Mojo Vision Lands $17.5M to Advance Micro-LED Optical I/O for AI Infrastructure
- Mojo Vision raised $17.5 million from Future Ventures to accelerate its micro-LED platform for AI systems.
- The funding supports the development of optical connectivity designed to improve bandwidth density and reduce power use.
Mojo Vision announced a $17.5 million strategic investment from Future Ventures, adding to its previous $75 million financing round. The company develops a micro-LED platform, and the new funding is intended to speed up its development and commercialization for AI infrastructure.
The company is targeting a growing problem in AI infrastructure, where data centers struggle to move data fast enough without using excessive power. Its micro-LED design enables many optical connections to run at the same time, increasing data throughput while reducing the energy required for each transfer. This approach is built to handle the rising demands of larger AI workloads.
“AI infrastructure is reaching fundamental limits in bandwidth density and power efficiency, and incremental improvements are no longer enough,” said Nikhil Balram, CEO of Mojo Vision, in a press release. “Our micro-LED platform was purpose-built to overcome this tradeoff, enabling thousands of optical lanes in a compact footprint and unlocking major gains in bandwidth while lowering energy per bit. This investment accelerates our path to bringing a new class of optical interconnect solutions to market.”
Mojo Vision is also working with Marvell to develop micro-LED connectivity solutions for AI data center infrastructure. The effort focuses on building high-density links using this approach, aligning with increased industry activity around parallel optical input/output systems.

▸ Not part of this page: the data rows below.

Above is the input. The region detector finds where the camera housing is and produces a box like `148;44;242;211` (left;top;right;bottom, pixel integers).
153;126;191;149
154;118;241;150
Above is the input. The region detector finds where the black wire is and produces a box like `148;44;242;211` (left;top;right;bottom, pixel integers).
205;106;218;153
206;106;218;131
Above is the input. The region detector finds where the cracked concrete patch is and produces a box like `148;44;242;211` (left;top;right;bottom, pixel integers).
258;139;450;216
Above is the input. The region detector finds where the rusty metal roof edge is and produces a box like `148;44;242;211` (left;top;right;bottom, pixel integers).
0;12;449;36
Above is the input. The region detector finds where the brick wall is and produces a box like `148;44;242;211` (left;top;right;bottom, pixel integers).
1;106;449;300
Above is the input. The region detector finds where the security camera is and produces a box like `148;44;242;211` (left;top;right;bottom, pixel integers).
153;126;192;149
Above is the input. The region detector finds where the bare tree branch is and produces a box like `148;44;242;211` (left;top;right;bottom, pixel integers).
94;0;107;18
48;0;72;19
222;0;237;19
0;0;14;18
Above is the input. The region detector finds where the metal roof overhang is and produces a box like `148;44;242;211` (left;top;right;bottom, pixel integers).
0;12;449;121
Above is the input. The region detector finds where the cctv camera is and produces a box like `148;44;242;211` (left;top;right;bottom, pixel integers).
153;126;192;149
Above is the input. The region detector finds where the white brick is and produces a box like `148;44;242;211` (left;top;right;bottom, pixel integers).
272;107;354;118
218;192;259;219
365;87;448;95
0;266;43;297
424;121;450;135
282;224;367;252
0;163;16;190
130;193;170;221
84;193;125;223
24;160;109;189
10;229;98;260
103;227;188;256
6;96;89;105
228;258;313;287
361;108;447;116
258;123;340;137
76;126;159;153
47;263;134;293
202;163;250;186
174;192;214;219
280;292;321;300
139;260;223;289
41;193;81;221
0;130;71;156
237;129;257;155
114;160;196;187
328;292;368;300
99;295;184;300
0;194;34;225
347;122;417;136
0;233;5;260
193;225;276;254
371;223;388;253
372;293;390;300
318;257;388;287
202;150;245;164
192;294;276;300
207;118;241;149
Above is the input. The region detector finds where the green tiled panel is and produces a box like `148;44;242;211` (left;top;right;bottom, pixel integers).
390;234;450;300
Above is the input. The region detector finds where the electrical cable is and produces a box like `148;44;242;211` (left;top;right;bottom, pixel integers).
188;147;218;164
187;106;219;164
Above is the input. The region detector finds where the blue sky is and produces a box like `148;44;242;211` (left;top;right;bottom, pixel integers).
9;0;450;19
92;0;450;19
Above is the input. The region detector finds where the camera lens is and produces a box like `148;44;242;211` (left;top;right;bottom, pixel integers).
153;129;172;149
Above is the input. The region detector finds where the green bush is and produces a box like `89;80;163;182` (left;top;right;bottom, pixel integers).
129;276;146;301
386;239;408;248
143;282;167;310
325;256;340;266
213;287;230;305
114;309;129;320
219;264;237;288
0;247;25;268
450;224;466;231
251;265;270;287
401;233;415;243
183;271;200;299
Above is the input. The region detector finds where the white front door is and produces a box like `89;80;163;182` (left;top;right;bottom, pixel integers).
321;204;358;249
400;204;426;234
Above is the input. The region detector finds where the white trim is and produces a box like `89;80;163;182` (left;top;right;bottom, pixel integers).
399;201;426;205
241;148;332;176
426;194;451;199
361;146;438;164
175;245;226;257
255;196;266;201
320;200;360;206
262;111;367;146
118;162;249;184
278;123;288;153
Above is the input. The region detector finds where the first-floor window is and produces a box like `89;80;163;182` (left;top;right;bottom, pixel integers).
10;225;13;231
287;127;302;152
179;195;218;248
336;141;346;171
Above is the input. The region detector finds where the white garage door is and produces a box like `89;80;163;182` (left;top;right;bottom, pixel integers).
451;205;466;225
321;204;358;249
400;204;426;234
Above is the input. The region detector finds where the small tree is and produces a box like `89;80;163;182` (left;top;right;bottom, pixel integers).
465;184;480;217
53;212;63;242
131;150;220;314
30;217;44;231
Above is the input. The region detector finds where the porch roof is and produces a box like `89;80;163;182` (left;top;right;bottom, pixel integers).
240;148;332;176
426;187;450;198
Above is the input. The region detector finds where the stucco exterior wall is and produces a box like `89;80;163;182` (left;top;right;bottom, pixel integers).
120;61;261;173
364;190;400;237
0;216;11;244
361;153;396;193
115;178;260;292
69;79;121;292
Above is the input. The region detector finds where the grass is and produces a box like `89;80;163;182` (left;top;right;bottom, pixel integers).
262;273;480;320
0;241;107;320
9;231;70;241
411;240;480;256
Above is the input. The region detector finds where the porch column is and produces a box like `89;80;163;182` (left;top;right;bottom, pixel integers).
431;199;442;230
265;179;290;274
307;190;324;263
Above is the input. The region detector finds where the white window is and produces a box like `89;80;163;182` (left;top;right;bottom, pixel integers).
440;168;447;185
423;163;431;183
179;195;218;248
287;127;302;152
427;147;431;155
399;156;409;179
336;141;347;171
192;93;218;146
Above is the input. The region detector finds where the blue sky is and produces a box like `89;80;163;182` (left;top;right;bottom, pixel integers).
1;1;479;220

Mojo Vision’s micro-LED platform includes a display system for AI glasses, featuring a compact RGB panel designed for high brightness and color performance. The system uses quantum dot materials, CMOS backplanes, and micro-lens optics as part of its design.
🌀 Tom’s Take:
Micro-LED is showing up here as both a data center interconnect solution and a display system for AI glasses, pointing to how the same core technology can span infrastructure and interface layers.